— Давайте не будем больше об этом говорить! Когда вы хотите уехать?
— Я думал отправиться на «Кампос Салесе»…
Жука Тристан задумался на мгновенье.
— Для меня было бы удобнее, если бы вы уехали на следующем пароходе. Тогда у меня было бы время подобрать другого человека на место Бинды там, в поселке. Или же Бинда останется там, а я подберу в Умайте кого-нибудь для конторы.
— Ну что ж, сеу Жука. Я подожду другого парохода.
— Тем лучше, тем лучше! Вы можете уехать на «Сапукайе», он должен здесь быть в конце месяца.
— Хорошо. Я поеду на «Сапукайе». И большое спасибо за все.
Жука кивнул, прощаясь, и снова взял со стула свою корреспонденцию.
Алберто вышел, очень взволнованный. Он боялся, что его просьба встретит у хозяина холодный прием, что Жука скажет ему: «Что ж, сеньор, обратитесь к сеу Геррейро…» Но в конечном счете он проявил великодушие, несмотря на то, что вначале был явно недоволен его просьбой. А как важен для Алберто списанный долг! Теперь он сможет вернуться на родину с относительным комфортом, да еще привезет в Лиссабон хоть несколько винтемов.

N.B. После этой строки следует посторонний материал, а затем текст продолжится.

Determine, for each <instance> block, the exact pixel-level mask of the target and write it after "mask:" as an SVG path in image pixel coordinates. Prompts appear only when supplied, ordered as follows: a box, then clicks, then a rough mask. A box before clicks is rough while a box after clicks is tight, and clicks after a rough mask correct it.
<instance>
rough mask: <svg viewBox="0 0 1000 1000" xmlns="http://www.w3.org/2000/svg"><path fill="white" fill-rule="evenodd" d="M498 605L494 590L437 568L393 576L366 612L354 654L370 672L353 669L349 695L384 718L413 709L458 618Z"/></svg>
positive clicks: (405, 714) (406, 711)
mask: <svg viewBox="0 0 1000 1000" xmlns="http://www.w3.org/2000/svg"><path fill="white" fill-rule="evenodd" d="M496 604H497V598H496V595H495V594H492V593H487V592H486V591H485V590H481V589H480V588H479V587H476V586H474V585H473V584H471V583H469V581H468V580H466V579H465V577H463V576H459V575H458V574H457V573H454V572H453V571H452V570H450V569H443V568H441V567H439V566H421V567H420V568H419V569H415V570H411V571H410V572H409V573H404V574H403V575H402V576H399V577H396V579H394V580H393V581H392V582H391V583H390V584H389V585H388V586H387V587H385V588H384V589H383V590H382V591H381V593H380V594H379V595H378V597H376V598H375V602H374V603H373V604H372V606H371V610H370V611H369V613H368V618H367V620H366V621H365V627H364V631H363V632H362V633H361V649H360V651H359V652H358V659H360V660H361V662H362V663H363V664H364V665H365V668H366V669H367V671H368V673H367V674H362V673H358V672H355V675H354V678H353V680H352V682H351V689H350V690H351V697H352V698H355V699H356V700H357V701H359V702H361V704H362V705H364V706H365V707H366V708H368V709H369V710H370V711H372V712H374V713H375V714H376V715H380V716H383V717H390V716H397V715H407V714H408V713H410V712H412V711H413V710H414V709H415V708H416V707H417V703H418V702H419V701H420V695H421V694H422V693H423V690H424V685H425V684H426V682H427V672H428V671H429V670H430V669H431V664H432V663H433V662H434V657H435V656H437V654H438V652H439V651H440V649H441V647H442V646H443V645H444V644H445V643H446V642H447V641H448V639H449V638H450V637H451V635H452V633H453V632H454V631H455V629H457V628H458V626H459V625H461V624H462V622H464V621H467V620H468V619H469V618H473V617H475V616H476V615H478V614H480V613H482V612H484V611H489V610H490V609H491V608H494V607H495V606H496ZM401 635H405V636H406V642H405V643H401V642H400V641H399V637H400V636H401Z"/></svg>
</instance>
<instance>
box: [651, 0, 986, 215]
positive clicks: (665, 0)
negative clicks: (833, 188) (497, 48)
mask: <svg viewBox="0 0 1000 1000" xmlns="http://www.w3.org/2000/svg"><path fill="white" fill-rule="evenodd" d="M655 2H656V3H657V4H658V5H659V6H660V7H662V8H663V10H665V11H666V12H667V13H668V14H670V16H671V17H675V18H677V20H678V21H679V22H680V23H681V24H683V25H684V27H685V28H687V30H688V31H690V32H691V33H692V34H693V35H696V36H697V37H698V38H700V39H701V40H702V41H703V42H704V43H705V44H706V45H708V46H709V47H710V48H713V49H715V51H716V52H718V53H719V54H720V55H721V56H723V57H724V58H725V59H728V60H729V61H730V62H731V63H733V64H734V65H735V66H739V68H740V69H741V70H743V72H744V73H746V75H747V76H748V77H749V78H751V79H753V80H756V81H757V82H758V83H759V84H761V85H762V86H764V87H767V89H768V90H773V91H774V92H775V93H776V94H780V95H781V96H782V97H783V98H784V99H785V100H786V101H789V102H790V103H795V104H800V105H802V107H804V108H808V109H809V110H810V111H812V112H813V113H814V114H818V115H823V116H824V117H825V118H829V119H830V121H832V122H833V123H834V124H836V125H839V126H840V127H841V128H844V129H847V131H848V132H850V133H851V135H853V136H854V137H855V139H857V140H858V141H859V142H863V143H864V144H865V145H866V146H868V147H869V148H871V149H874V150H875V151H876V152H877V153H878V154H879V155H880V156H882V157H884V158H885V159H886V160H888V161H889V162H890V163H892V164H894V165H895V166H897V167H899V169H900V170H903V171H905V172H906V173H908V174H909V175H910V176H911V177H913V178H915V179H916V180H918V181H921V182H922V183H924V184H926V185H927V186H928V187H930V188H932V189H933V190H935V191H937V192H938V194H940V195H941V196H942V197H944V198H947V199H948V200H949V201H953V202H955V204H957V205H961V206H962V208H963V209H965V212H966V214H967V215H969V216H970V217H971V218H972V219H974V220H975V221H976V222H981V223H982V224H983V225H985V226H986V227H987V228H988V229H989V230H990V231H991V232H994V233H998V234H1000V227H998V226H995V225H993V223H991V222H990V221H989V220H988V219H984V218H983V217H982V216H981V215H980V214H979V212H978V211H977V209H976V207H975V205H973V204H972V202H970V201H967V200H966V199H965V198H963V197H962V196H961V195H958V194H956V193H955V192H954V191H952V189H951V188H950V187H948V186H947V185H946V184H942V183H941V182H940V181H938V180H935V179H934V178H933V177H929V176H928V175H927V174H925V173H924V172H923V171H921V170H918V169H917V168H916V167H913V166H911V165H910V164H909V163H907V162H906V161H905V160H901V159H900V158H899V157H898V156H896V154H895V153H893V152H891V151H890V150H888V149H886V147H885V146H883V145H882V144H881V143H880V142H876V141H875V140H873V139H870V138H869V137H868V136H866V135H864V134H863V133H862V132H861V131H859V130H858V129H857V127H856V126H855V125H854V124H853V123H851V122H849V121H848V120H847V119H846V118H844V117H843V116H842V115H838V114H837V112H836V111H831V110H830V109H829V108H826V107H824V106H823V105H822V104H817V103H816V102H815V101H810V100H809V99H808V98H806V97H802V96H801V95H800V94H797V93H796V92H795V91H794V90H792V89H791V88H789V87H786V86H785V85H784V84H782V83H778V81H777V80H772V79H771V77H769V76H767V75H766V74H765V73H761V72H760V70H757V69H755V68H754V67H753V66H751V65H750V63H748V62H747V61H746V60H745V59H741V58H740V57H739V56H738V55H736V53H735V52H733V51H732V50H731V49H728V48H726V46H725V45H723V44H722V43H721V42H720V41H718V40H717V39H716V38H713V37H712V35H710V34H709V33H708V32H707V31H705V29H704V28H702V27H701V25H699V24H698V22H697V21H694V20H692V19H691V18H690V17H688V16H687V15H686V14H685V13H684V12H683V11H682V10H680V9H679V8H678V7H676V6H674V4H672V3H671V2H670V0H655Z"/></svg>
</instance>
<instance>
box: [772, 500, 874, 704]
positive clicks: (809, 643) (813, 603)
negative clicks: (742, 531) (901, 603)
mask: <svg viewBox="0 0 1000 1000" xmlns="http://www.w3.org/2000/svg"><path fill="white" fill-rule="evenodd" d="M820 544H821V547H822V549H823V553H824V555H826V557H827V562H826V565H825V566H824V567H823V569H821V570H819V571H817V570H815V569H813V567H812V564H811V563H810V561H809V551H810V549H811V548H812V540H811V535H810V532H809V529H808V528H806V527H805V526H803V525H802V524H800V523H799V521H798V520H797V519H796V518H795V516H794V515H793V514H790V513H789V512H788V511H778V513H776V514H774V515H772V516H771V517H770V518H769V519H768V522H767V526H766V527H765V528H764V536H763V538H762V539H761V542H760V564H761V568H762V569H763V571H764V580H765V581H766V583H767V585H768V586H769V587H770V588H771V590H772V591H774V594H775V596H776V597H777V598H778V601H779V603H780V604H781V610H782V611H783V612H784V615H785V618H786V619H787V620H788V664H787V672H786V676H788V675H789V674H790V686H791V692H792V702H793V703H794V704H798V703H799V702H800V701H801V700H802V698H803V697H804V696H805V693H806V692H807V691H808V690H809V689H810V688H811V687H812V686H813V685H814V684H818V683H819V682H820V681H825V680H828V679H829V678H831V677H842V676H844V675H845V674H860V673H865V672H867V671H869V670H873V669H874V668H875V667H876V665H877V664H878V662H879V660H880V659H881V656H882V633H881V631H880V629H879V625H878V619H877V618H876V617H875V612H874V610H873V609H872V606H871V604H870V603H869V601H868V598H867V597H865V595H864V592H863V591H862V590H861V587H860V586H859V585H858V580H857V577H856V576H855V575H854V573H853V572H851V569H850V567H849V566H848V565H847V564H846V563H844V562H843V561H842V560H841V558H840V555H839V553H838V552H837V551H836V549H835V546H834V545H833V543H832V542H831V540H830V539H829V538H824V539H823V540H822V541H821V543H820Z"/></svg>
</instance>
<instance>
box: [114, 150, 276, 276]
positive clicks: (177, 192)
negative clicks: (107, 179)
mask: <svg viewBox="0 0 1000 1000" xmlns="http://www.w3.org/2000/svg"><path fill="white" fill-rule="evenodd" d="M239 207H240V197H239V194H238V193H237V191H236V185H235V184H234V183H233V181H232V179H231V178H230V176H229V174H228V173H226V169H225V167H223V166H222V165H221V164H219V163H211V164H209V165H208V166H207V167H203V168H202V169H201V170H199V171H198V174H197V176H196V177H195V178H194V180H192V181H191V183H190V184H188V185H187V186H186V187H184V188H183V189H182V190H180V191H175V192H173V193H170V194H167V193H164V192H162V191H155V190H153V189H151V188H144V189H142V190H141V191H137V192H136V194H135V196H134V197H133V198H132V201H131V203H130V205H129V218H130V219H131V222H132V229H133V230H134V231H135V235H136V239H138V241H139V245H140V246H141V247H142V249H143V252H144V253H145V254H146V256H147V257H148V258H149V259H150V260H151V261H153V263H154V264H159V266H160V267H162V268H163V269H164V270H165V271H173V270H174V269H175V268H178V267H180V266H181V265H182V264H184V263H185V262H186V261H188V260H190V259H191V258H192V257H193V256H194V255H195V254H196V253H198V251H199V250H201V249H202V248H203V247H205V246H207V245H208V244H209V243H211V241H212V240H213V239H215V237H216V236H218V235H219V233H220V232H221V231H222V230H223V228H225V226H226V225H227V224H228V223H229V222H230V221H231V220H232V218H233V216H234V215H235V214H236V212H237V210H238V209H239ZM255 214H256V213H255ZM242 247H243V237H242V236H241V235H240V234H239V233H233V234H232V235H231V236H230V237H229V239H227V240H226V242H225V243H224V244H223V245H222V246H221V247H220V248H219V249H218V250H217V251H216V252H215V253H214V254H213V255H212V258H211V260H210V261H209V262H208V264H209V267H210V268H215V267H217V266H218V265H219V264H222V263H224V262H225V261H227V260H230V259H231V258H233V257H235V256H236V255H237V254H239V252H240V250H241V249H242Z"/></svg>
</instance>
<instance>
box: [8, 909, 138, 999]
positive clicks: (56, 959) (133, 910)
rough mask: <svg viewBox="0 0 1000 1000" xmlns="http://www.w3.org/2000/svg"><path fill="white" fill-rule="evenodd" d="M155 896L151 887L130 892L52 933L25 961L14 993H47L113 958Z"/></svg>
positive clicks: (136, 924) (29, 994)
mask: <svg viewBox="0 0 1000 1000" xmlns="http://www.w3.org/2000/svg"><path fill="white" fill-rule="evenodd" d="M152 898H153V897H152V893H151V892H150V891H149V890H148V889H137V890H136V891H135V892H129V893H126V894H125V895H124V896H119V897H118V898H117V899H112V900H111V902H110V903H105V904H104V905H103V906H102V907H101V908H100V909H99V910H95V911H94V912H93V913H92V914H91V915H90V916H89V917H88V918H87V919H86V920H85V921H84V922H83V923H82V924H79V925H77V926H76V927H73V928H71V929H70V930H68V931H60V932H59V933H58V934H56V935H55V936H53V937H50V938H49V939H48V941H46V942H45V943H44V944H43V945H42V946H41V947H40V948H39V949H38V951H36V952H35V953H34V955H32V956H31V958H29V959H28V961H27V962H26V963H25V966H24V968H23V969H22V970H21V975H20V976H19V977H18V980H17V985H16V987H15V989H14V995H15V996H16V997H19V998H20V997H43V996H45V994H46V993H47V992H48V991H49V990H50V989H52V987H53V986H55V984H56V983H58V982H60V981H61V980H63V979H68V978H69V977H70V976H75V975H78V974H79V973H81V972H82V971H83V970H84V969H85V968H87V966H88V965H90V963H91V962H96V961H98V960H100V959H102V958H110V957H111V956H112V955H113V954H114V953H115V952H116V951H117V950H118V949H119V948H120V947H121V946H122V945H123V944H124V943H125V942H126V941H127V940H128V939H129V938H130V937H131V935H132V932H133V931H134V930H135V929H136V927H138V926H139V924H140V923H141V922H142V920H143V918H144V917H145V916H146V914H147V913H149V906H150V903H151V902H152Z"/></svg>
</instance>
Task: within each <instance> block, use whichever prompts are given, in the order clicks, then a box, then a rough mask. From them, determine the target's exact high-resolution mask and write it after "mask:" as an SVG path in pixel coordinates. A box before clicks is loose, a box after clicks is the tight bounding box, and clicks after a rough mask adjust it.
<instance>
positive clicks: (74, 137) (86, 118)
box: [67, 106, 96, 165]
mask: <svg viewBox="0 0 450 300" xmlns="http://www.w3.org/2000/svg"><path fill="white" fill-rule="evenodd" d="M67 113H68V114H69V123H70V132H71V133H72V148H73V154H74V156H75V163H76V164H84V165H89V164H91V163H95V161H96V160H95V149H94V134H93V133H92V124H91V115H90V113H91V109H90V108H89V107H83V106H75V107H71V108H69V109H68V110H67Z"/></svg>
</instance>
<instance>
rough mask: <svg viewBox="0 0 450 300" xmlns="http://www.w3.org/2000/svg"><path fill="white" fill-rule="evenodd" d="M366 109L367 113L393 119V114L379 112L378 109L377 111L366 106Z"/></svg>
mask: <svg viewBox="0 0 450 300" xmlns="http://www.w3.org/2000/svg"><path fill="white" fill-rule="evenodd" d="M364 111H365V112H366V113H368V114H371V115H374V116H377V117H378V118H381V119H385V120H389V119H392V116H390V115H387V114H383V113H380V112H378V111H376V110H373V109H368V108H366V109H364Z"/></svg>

Однако вскоре он подумал, что напрасно он так восторгается хозяйским великодушием: в конце концов, он получил лишь свое законное вознаграждение. Никакими деньгами нельзя было оплатить его страдания в Тодос-ос-Сантос! Никакими, никакими деньгами! Только он знал, сколько он там выстрадал!
Он задумался, вспоминая, и в глубине души задавал себе тревожный вопрос: а разве он один заслуживает такого вознаграждения? А другие? Другие? Другие? Те, что загубили в плену сельвы гораздо больше лет, чем он, всю свою молодость, всю свою жизнь, мечты и чаяния? А если бы он не был белым, если бы в нем не принял участия сеньор Геррейро, если бы он не оказался способным заменить Бинду на складе, — а в этом ему помог случай. Если бы вместо того, чтобы очутиться здесь, в обществе Жуки, играть с ним в соло, сидеть с ним за одним столом, он остался бы в Тодос-ос-Сантос простым серингейро, как Фирмино, как все другие, чьим трудом существовал серингал, кто добывал богатства, но сам ими не пользовался, разве был бы ему прощен долг? Нет, нет! Верно, что люди являются хорошими или плохими в зависимости от того положения, в каком они находятся по отношению к нам и в каком мы находимся по отношению к ним. Лживы, ах, как лживы все эти рассуждения о единстве поведения, об абсолютных ценностях, о гегемонии чувства, о союзе индивидуумов, без противоречий и несоответствий!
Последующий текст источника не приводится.